Anyone who can no longer do their job quickly finds themselves in financial distress. Occupational disability insurance offers protection. But there is a problem.
The most important things at a glance
It’s a scenario that no one likes to imagine: you become seriously ill, have an accident or are so exhausted that you can no longer do your job. The result: a drastic reduction in income. Your livelihood may even be in danger.
The job of occupational disability insurance is to protect against this risk. We explain how it works, who it is worth it for and what the difference is between occupational disability and inability to work.
Occupational disability insurance, or BU for short, kicks in if you are no longer able to perform your job for at least 50 percent of the time for health reasons. It then replaces the loss of income by giving you an agreed monthly pension. In other words: BU secures your livelihood if you lose your ability to work.
The terms occupational disability and incapacity for work are often used synonymously. There is an important difference: people who are incapable of working can usually return to their job after a while; it is not a permanent condition. You can read more about the difference between being incapable of working and being incapable of working here.

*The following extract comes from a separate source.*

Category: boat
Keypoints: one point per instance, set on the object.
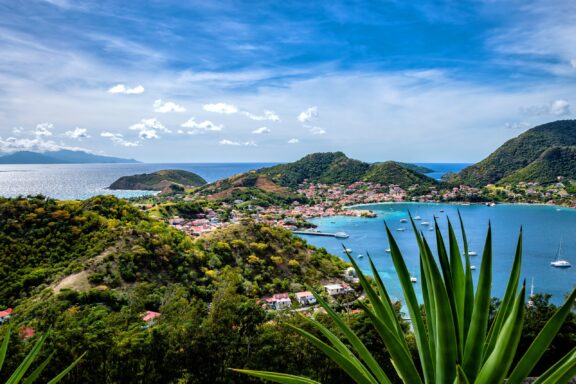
(560, 263)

You are only considered unfit for work if your health is so severely impaired that treatment would not improve your condition sufficiently to enable you to return to work. And only then will you receive a pension from the insurance company. Your insurance company will make a decision on this based on various documents – such as doctor’s reports and a job description.
Good to know: Once your insurance company has decided that you are unfit for work, it doesn’t mean that it will stay that way forever. If they have miscalculated and you start to feel better, they can stop your pension. However, you don’t have to pay back the money you have received up to that point.
The most common cause of occupational disability is now mental illness. Accidents, on the other hand, account for only a small proportion of approved applications.
An occupational disability insurance policy pays you a monthly pension. The amount is agreed in the insurance policy and depends on your income at the time of taking out the policy and the insurer’s specifications. It is often possible to receive up to 70 percent of your gross salary as a pension.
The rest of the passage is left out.